Quand le professionnalisme bat de l’aile, que la course folle aux scoops et la recherche effrénée du buzz prennent le dessus sur toutes les considérations éthiques ou morales et que certains médias et politiciens oublient qu’il existe des lignes rouges à ne jamais dépasser ou s’impliquent volontairement ou involontairement dans des agendas n’ayant pas de rapport avec les intérêts supérieurs du pays, voire menaçant sérieusement sa stabilité, il n’est plus surprenant que se produisent, à intervalles réguliers, des dépassements qu’on peut qualifier de graves et que des comportements inadmissibles interviennent quasi quotidiennement et trouvent audience et crédit auprès de certains médias qui n’hésitent pas à les répercuter en s’énorgueillissant de devancer leurs collègues de la profession, sans en mesurer les néfastes conséquences au moment où les prétendus scoops se révèlent sans fondement.
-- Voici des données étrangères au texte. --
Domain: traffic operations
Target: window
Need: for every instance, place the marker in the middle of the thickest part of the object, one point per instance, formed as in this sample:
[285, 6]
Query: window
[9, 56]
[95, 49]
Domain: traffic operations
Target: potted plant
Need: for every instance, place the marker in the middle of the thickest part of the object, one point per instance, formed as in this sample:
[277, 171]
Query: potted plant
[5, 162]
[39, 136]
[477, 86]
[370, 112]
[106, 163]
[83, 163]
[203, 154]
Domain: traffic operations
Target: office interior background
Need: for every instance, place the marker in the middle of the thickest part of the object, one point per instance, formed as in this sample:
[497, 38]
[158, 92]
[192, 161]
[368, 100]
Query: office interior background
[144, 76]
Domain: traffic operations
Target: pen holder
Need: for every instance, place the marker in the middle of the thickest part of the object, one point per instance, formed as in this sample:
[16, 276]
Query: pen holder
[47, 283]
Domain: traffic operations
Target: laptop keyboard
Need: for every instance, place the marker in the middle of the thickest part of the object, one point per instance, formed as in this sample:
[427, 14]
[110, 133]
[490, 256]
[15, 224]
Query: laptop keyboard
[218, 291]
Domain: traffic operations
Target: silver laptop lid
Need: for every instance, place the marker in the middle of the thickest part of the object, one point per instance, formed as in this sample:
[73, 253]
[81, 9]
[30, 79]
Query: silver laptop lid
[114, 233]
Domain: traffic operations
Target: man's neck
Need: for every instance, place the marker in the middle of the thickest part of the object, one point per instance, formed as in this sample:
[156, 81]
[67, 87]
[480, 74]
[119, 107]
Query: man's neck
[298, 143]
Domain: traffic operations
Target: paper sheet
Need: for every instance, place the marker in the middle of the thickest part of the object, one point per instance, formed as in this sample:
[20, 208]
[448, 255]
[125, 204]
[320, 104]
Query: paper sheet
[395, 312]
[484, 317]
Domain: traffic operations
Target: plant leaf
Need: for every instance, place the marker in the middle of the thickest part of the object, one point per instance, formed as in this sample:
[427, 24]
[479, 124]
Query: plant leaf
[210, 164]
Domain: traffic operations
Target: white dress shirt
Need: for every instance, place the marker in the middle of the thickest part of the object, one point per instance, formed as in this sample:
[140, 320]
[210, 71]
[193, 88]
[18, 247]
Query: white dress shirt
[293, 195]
Vendredi soir, la rumeur du décès de Mohamed Ennaceur, ex-président de l’ARP et ex-président de la République par intérim, relayée sur les réseaux sociaux et certains médias audiovisuels et officialisée par Rached Ghannouchi, président d’Ennahdha, qui s’est précipité de présenter ses condoléances à la famille du «défunt», qui prendra lui même l’initiative, hier, samedi 9 novembre, de rétablir la vérité et de confirmer qu’il va bien, est révélatrice de l’état de détérioration atteint par certains médias et journalistes et significative aussi de la nature des rapports qui lient les acteurs au sein du paysage politique national. Rapports qui se fondent malheureusement sur les mensonges, les rumeurs les plus fantaisistes et sur le colportage et la diffusion de fausses informations dépassant la diffamation ou l’atteinte effrontée à l’honneur et à la réputation personnelle — pour aller jusqu’à répandre des informations sans fondement sur la mort d’un concurrent ou même d’un partenaire politique. Hier, le Syndicat national des journalistes tunisiens (Snjt) s’est trouvé dans l’obligation de remettre les pendules à l’heure pour intervenir et rappeler à l’ordre, à la fois, les institutions médiatiques qui ont fauté et les responsables des partis politiques qui ont publié la rumeur de la mort du président de l’ARP sur leurs comptes facebook, lui donnant ainsi une certaine crédibilité et induisant, peut-être sans en avoir l’intention, l’opinion publique en erreur.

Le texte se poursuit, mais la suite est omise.